The Light of the World
“…I am the light of the world” (RSV, John 9:5)
Our Lord spoke these words as he prepared to heal a blind man in Jerusalem and in speaking them he turned the miracle into an acted parable. The man in question had been born blind and Our Lord gave him his sight, by anointing his eyes with clay and sending him to wash them clean in the nearby pool of Siloam.
That blind man is symbolic of the state of inner blindness in which you and I and everyone else were born into this world. That blindness is both intellectual and spiritual, being an ignorance both of God himself and of the state of our real selves in his sight.
Suppose that, like Tarzan in the story, you had been lost in the jungle in your infancy, and had been nurtured and brought up by the creatures of the wild. You would know nothing about God: your reason might lead you to speculate on the cause of life around you, but you would probably get no farther than did primitive human beings and attribute it to the sun.

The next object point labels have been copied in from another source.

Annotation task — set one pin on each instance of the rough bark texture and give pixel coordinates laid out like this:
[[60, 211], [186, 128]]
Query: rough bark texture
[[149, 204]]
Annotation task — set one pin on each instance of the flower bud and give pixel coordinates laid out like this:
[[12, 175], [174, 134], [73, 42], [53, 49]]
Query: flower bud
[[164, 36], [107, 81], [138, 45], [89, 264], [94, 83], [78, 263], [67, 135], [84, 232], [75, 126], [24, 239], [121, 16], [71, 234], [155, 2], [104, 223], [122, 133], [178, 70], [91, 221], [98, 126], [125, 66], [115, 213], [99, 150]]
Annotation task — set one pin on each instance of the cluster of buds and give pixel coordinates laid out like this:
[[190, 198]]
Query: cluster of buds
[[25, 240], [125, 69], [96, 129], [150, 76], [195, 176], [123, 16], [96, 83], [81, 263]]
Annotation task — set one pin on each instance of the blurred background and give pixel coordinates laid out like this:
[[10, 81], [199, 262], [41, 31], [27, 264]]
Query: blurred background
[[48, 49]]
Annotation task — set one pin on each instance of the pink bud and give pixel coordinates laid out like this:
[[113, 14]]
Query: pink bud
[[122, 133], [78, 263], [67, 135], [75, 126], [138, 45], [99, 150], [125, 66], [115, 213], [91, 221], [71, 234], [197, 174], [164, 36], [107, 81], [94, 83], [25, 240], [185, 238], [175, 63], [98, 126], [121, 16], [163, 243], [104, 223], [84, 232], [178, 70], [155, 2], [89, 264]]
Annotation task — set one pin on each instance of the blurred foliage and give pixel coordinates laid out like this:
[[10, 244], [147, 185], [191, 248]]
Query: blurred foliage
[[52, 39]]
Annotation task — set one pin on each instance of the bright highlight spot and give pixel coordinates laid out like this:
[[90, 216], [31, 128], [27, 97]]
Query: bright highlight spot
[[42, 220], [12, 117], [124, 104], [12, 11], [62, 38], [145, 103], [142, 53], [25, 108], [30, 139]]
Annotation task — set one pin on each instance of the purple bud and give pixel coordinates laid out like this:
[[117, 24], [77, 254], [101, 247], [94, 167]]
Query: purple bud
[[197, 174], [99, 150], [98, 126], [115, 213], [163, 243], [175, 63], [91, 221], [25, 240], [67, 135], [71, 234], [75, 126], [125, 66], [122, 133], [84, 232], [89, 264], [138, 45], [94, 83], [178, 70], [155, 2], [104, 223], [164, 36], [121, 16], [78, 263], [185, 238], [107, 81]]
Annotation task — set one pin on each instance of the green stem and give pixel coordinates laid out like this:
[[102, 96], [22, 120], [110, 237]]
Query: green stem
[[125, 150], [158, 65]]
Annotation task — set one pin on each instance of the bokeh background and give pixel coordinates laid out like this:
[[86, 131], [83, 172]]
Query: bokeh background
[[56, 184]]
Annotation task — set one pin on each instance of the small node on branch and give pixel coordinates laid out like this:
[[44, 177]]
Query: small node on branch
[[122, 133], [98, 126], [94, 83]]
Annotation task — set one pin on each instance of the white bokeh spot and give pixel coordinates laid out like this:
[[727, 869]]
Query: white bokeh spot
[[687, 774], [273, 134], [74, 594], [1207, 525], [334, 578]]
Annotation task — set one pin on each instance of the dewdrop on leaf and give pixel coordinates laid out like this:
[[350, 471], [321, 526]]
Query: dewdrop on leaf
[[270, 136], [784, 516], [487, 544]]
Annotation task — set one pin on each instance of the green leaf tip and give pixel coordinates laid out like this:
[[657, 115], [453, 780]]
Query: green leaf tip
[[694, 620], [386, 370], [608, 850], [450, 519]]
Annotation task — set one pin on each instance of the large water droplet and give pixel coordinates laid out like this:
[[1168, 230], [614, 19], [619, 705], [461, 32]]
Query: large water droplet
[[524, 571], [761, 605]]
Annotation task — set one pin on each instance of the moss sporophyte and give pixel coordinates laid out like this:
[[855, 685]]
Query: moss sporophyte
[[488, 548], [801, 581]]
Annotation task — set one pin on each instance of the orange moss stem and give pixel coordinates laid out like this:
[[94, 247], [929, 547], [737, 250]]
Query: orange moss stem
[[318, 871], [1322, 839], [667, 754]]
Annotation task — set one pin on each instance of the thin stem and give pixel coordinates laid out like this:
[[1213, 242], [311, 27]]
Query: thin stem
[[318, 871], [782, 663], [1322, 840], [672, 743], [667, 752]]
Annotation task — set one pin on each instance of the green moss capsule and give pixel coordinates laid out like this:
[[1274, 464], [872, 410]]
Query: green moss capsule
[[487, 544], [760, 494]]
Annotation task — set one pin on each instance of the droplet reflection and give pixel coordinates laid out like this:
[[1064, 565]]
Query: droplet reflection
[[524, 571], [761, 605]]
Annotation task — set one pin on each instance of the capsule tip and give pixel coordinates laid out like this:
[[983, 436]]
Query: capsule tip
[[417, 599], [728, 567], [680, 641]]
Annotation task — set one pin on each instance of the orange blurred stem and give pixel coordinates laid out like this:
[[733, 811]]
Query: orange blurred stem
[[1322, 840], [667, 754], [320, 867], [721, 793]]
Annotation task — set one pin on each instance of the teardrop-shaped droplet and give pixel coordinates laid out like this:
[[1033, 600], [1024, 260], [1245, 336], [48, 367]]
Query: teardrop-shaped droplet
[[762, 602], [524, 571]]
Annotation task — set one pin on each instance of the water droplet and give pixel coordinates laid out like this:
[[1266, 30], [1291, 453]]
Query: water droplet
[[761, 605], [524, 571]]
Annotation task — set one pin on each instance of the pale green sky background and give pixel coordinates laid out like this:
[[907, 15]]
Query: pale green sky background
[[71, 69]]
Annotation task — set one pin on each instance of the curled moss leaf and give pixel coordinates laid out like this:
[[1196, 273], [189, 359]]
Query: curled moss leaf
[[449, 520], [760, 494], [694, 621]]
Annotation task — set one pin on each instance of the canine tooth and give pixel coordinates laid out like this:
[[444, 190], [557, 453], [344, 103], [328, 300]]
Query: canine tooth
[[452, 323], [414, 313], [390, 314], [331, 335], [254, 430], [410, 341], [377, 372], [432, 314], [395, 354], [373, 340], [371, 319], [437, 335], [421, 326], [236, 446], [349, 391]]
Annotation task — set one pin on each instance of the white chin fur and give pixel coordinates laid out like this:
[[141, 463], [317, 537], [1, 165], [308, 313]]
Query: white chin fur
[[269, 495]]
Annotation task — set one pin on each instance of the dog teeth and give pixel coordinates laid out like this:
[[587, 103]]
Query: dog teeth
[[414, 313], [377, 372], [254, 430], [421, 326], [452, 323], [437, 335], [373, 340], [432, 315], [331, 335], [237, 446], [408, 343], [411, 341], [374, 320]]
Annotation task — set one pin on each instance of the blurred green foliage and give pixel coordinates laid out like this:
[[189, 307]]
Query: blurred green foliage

You would be entirely ignorant about the purpose of your creation and equally ignorant of all God has done, in the Person of Jesus Christ, to make possible the final fulfilment of that purpose, namely, the eternal enjoyment of God’s visible Presence.
Those truths, and many others, which are so familiar to us now, have not come to us by instinct nor by reason. They have been revealed by Our Lord Jesus Christ and communicated to us through his Church.